A data.frame with 10 columns, time, conc, replicate, Nsurv (observed number of survivors) and other columns with median and 95% credible interval of the number of survivors computed with 2 different way refers as check and valid: Nsurv_q50_check, Nsurv_qinf95_check, Nsurv_qsup95_check, Nsurv_q50_valid, Nsurv_qinf95_valid, Nsurv_qsup95_valid. The _check refers to the number of survivors at time \(t\) predicted using the observed number of survivors at time \(t-1\), while the _valid refers to the number of survivors predicted at time \(t\) based on the predicted number of survivors at time \(t-1\).

df_spaghetti

NULL if arguement spaghetti = FALSE. With spaghetti = TRUE, it returns a dataframe with all simulations based on MCMC parameters from a survFit object.

an object of class predict_Nsurv_ode.

a list of data.frame with the quantiles of outputs in df_quantiles or all the MCMC chaines df_spaghetti

Arguments

object

An object of class survFit.

data_predict

A dataframe with three columns time, conc and replicate used for prediction. If NULL, prediction is based on x object of class survFit used for fitting.

spaghetti

If TRUE, return a set of survival curves using parameters drawn from the posterior distribution.

mcmc_size

Can be used to reduce the number of mcmc samples in order to speed up the computation. mcmc_size is the number of selected iterations for one chain. Default is 1000. If all MCMC is wanted, set argument to NULL.

hb_value

If TRUE, the background mortality hb is taken into account from the posterior.

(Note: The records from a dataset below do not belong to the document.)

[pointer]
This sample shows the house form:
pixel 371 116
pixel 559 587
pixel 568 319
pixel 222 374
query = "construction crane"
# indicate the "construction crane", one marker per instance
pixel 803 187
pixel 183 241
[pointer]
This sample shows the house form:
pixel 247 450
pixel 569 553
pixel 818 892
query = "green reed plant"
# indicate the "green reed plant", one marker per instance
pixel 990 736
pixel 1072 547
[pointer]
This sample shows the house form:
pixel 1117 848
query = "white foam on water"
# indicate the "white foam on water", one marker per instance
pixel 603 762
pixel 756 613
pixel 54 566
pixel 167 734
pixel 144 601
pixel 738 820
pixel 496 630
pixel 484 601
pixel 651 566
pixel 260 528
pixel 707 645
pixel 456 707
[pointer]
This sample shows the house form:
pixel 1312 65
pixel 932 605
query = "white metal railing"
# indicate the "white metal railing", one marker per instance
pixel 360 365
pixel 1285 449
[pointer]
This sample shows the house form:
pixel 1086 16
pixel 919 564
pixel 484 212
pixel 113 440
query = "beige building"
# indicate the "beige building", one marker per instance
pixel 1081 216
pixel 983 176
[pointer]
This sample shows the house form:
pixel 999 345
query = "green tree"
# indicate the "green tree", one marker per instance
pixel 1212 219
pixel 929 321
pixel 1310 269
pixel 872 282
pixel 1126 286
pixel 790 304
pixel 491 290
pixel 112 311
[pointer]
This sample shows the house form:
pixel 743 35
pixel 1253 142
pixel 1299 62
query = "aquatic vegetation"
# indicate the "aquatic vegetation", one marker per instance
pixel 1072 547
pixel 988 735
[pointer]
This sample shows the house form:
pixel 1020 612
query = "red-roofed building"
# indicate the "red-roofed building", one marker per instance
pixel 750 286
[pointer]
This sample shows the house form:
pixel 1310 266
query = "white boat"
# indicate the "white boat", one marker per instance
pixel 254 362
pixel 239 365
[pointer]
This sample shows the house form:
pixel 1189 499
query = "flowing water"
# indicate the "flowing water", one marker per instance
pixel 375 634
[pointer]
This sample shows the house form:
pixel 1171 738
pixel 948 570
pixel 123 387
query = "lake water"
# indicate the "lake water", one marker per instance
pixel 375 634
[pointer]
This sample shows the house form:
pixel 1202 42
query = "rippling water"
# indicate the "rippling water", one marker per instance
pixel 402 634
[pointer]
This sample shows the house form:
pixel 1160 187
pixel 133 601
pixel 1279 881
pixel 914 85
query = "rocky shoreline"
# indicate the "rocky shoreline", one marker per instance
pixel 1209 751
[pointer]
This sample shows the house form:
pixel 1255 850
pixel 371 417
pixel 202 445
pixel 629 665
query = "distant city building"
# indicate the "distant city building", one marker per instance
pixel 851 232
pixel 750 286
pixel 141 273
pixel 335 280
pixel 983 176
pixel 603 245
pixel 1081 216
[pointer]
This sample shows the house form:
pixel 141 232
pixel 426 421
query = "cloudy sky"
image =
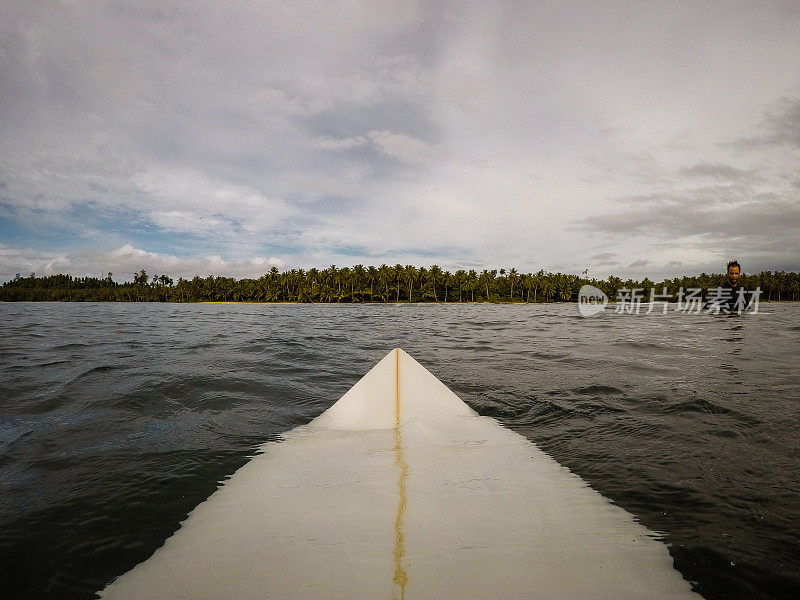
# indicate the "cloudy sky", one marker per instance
pixel 633 138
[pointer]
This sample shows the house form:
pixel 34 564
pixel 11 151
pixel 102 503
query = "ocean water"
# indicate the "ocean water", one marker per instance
pixel 116 420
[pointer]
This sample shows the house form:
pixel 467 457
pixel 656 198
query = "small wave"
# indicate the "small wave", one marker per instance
pixel 698 405
pixel 598 390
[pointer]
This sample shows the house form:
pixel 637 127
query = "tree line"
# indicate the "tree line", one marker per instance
pixel 399 283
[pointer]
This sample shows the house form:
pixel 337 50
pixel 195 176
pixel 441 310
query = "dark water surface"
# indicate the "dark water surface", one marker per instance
pixel 116 420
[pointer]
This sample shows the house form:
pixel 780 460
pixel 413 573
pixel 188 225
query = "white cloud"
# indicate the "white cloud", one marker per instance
pixel 329 143
pixel 371 131
pixel 126 260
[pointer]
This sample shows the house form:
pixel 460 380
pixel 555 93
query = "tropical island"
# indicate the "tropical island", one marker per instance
pixel 381 284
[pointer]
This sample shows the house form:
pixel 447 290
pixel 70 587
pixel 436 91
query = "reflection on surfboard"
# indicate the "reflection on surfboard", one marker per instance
pixel 400 490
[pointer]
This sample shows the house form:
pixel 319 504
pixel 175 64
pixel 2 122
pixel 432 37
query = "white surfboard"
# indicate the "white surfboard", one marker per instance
pixel 400 490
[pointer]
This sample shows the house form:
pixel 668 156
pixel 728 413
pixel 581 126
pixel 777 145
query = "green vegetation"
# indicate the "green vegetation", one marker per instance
pixel 370 284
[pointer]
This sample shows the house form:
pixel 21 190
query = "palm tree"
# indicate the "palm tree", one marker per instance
pixel 410 275
pixel 447 278
pixel 434 275
pixel 487 279
pixel 512 279
pixel 372 279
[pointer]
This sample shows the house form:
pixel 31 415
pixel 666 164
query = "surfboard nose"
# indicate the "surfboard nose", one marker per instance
pixel 394 391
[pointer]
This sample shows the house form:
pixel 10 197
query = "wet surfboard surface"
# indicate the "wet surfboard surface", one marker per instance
pixel 400 490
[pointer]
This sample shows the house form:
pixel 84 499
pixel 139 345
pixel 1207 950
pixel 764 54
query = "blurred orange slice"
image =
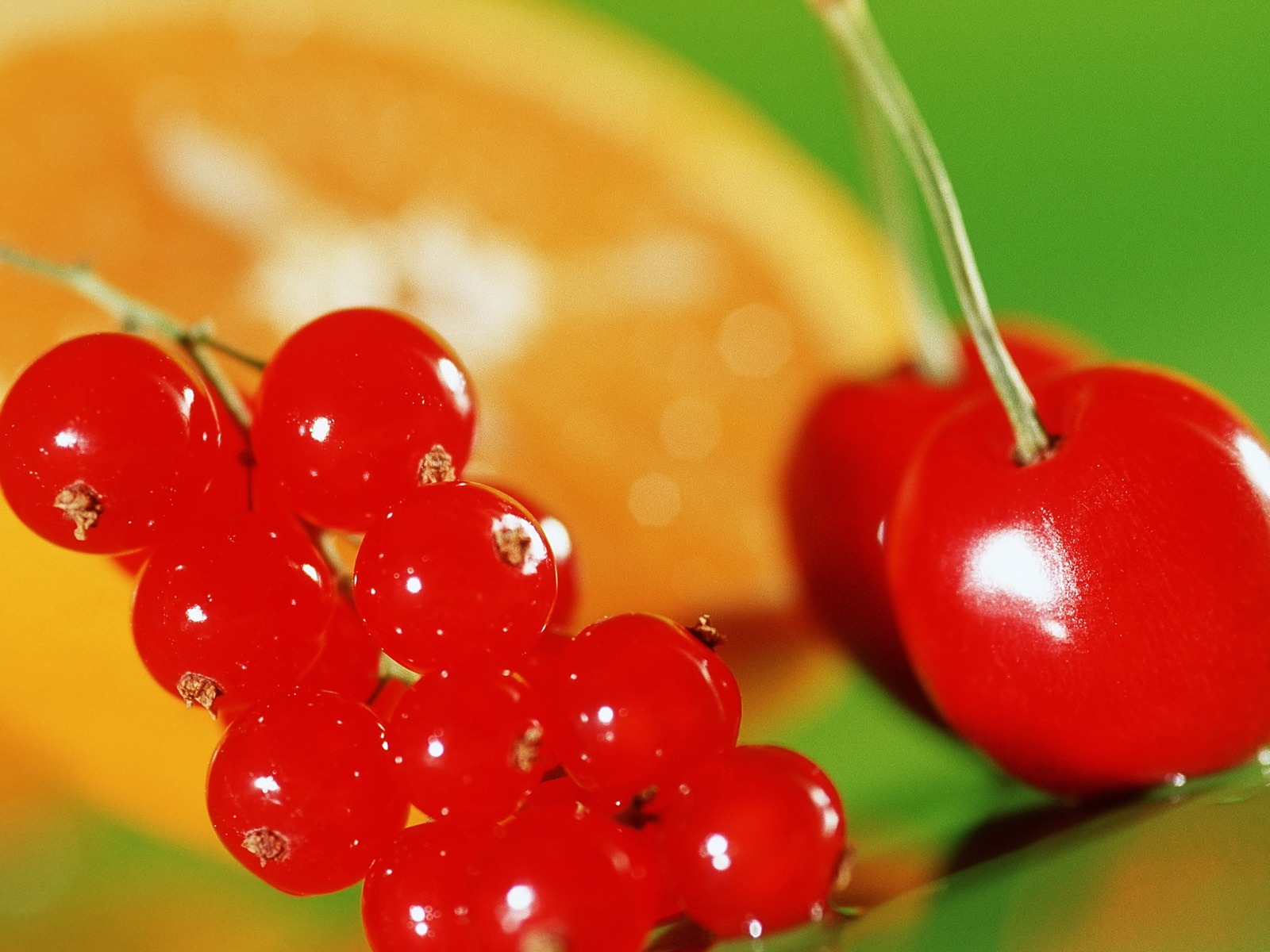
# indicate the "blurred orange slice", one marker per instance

If FALSE, parameter hb is set to 0. The default is TRUE.

ratio_no.NA

A numeric between 0 and 1 standing for the proportion of non-NA values required to compute quantile. The default is \(0.95\).

hb_valueFORCED

If hb_value is FALSE, it fix hb.

extend_time

Length of time points interpolated with variable exposure profiles.

...

Further arguments to be passed to generic methods

interpolate_length

Length of the time sequence for which output is wanted.

interpolate_method

The interpolation method for concentration. See package deSolve for details. Default is linear.